CADJPY Breaks Out

The first week of the final quarter of the month comes to a close and it’s been a much quieter one in FX markets. Compared with the volatility we’ve seen over recent weeks, moves have been far more stunted this week. However, there is till room for this to change, given the US labour reports due later. Chatting with traders this morning, however, it seems this week was something of a stop gap with traders in wait and see mode over several key themes. In terms of the moves that have capture attention, however, it seems the oil-driven CAD rally is the main focus; specifically the roughly 2% rise in CADJPY. So, let’s take a look at what caused the move and, as ever, if you caught the trade? Well done! If not? There’s always next week.

What Caused The Move?

Oil-Fuelled Rally

The main driver behind the current upside action in CAD is the surge in oil prices. The global energy crisis has sent demand levels soaring, at a time when supply chain issues are creating a deficit in meeting this demand. Additionally, COVID related issues have added further difficulty, causing the loss of some suppliers and distributors along the way. In light of this, crude prices are surging higher and taking the Canadian Dollar with them.

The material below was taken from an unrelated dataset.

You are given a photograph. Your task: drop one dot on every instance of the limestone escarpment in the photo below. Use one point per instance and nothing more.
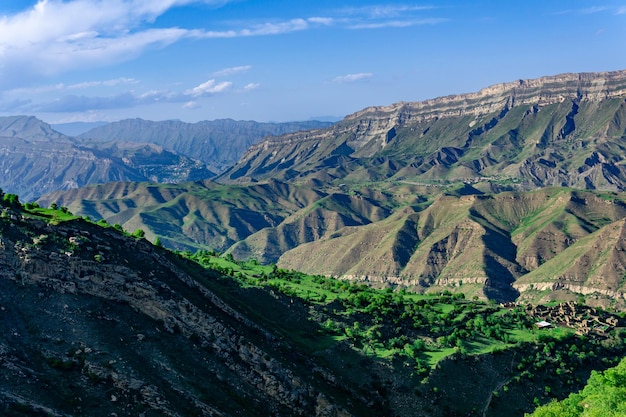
(542, 132)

The global inflationary rise is coming into sharper focus as a result of this current crisis which, at best, looks set to continue across the remainder of the year at least. With this in mind, traders are now ramping up their BOC tightening expectations. The bank recently paused its QE tapering operations though traders now suspect tapering will be stepped up at the next meeting in order to curb spiralling prices.

JPY On The Backfoot

On the JPY side, the BOJ’s recent downgrading of the economic outlook there is doing little to inspire any upside in the currency. The disparity in the market’s outlook for BOC and BOJ policy action is creating room for further CADJPY upside here. While typically a strong safe haven play, the current rally in risk assets, fuelled by higher energy prices, is causing an absence of demand, despite the recent collapse in the Nikkei, keeping JPY muted for now. So, that’s the fundamental backdrop, let’s take a look at the technical view.

Technical Views


The breakout above the corrective bear channel has seen the market eclipsing the 88.21 level with price now challenging resistance at 89.24. With both MACD and RSI indicators turned higher here, the focus is on further upside towards the 90.65 level next.